Admittedly the England defender followed that manoeuvre by booting the ball out for a throw but United had disrupted Chelsea’s rhythm and were carrying the greater threat in attack. There were hints of menace when Jesse Lingard charged into the area, forcing Marc Guehi to make a last-ditch challenge, and McTominay had gone close in the 13th minute, sweeping a shot just wide after meeting a low corner from Daniel James.

The visitors were the more fluent side and it summed up Chelsea’s unease when Alonso, who was frequently outnumbered on the left, gave away the penalty that allowed United to edge ahead midway through the first half.

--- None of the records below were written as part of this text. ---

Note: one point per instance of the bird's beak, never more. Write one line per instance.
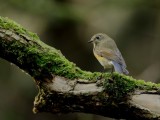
(90, 41)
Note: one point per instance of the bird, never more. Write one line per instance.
(108, 54)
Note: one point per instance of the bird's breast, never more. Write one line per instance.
(103, 61)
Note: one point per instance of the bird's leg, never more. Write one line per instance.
(112, 70)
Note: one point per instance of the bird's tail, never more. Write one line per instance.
(119, 68)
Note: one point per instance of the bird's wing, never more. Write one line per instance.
(113, 56)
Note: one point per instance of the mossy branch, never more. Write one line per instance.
(64, 87)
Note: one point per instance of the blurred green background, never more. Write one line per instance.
(68, 25)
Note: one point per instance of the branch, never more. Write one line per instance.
(64, 87)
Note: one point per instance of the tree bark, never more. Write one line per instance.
(64, 87)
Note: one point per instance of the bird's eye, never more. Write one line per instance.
(97, 37)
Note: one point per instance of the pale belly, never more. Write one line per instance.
(104, 62)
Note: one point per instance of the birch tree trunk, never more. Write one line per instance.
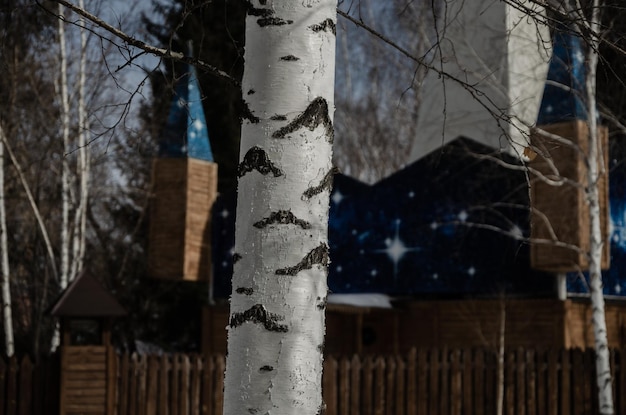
(7, 314)
(65, 170)
(276, 328)
(83, 168)
(594, 161)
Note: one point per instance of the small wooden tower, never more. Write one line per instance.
(88, 372)
(561, 141)
(184, 187)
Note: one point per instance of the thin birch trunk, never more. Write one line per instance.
(33, 206)
(65, 170)
(80, 218)
(4, 252)
(594, 161)
(276, 328)
(501, 350)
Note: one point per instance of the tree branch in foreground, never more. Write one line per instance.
(160, 52)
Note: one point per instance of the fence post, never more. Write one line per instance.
(344, 386)
(355, 377)
(401, 398)
(12, 386)
(26, 383)
(531, 379)
(434, 382)
(329, 385)
(521, 381)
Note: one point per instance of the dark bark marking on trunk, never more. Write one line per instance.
(246, 114)
(253, 11)
(257, 314)
(266, 15)
(326, 25)
(273, 21)
(257, 159)
(315, 114)
(244, 290)
(282, 217)
(325, 184)
(317, 255)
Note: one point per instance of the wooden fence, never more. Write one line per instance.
(27, 388)
(421, 382)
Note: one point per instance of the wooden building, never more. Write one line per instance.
(86, 310)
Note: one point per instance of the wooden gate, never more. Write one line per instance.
(87, 380)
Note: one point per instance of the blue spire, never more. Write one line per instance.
(563, 96)
(186, 134)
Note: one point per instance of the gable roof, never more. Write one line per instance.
(86, 297)
(185, 133)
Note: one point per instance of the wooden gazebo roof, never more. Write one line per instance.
(86, 297)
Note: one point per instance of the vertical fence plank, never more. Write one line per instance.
(368, 386)
(164, 391)
(133, 383)
(196, 376)
(434, 391)
(329, 385)
(184, 385)
(479, 382)
(411, 383)
(208, 387)
(423, 368)
(3, 383)
(151, 387)
(444, 381)
(509, 382)
(400, 381)
(122, 383)
(520, 372)
(344, 386)
(456, 392)
(25, 387)
(389, 385)
(566, 390)
(553, 382)
(12, 386)
(590, 389)
(578, 383)
(467, 407)
(38, 387)
(542, 383)
(622, 377)
(491, 367)
(614, 390)
(142, 385)
(379, 386)
(531, 379)
(355, 379)
(174, 385)
(220, 365)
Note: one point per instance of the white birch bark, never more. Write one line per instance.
(594, 161)
(83, 168)
(65, 170)
(7, 315)
(276, 328)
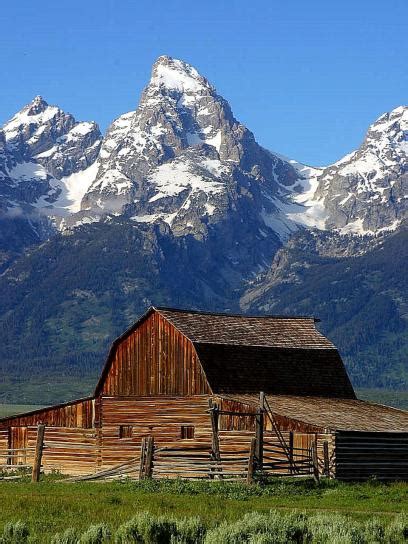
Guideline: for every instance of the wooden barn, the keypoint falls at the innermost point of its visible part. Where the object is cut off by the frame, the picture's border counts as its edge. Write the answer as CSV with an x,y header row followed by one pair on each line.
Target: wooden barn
x,y
194,394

A fine run from the impressive James, who was always available to receive the ball on the right, created the danger. The winger’s pace carried him deep into Chelsea’s territory and he was entitled to go down after being bumped from behind by Alonso, who was foolish to stick a knee into the Welshman’s back. Chelsea’s left back could have no complaints when Paul Tierney pointed to the spot, though at least United’s recent struggles from the spot gave him hope of a reprieve.

Yet Rashford, who had seen a penalty saved against Norwich last Sunday, was merciless this time. The striker had also missed one against Crystal Palace in August but there was no doubt in his mind here, only the composure to send Willy Caballero the wrong way and slot a low shot into the opposite corner.

United had the lead they deserved. Brandon Williams, their teenage wing back, was standing up well whenever Callum Hudson-Odoi ran at him on the right. Aaron Wan-Bissaka was keeping Pulisic quiet on the opposite flank and Chelsea needed better hold-up play from Michy Batshuayi, who fed off scraps for much of the opening period.

Kept at arm’s length by United’s 3-4-2-1 system, Chelsea had not even mustered a shot on target during the first half. Yet there were brighter signs at the start of the second and the equaliser should have arrived in the 50th minute. Caught out by Alonso’s cross from the left, United were relieved when Hudson-Odoi, who had required treatment after toppling over the advertising hoardings moments earlier, scuffed wide from close range.

Chelsea had raised the tempo and it took an excellent saving challenge from Williams to stop a perceptive pass from Billy Gilmour, a beautiful little mover in midfield, reaching Hudson-Odoi. The ball squirted back to Gilmour and the 18-year-old’s shot was blocked by Marcos Rojo, with Tierney waving away the crowd’s appeals for handball.

The chances kept on coming. Reece James drove forward from right back and whipped in dangerous crosses. Hudson-Odoi had also woken up, running in behind whenever he saw space in front of him, and the 18-year-old winger should have done better after latching on to a ball over the top from Pulisic, only to send a bouncing effort inches over Sergio Romero’s bar.

A goal was on the way, though, and it arrived when Caballero punted a clearance towards Batshuayi in the 61st minute. The Belgian striker had spent most of the evening being bullied by Maguire but this time he made the United centre back look clumsy and slow, nodding the ball away from him, turning sharply and charging towards the area. Maguire’s lack of pace had been exposed and Batshuayi, who scored Chelsea’s winner against Ajax last week, underlined his growing confidence by smashing a low shot beyond Romero from 25 yards.

On came Anthony Martial and Andreas Pereira, enabling Solskjær to switch to a back four, and there was elation when Rashford delivered the game’s decisive moment. The striker’s free-kick wobbled in the air and took the breath away as it flew past Caballero. Chelsea were stunned. – Guardian

Aston Villa 2 Wolves 1

Ahmed Elmohamady downed Wolves to send Aston Villa into the quarter-finals. The defender grabbed a second-half winner to clinch a 2-1 victory as the hosts reached the last eight for the first time since 2012.

Patrick Cutrone did cancel out Anwar El Ghazi’s opener before missing a glorious chance to level for a second time.

Villa never looked in serious trouble, though, and they remain in the hunt for a trophy they last won in 1996.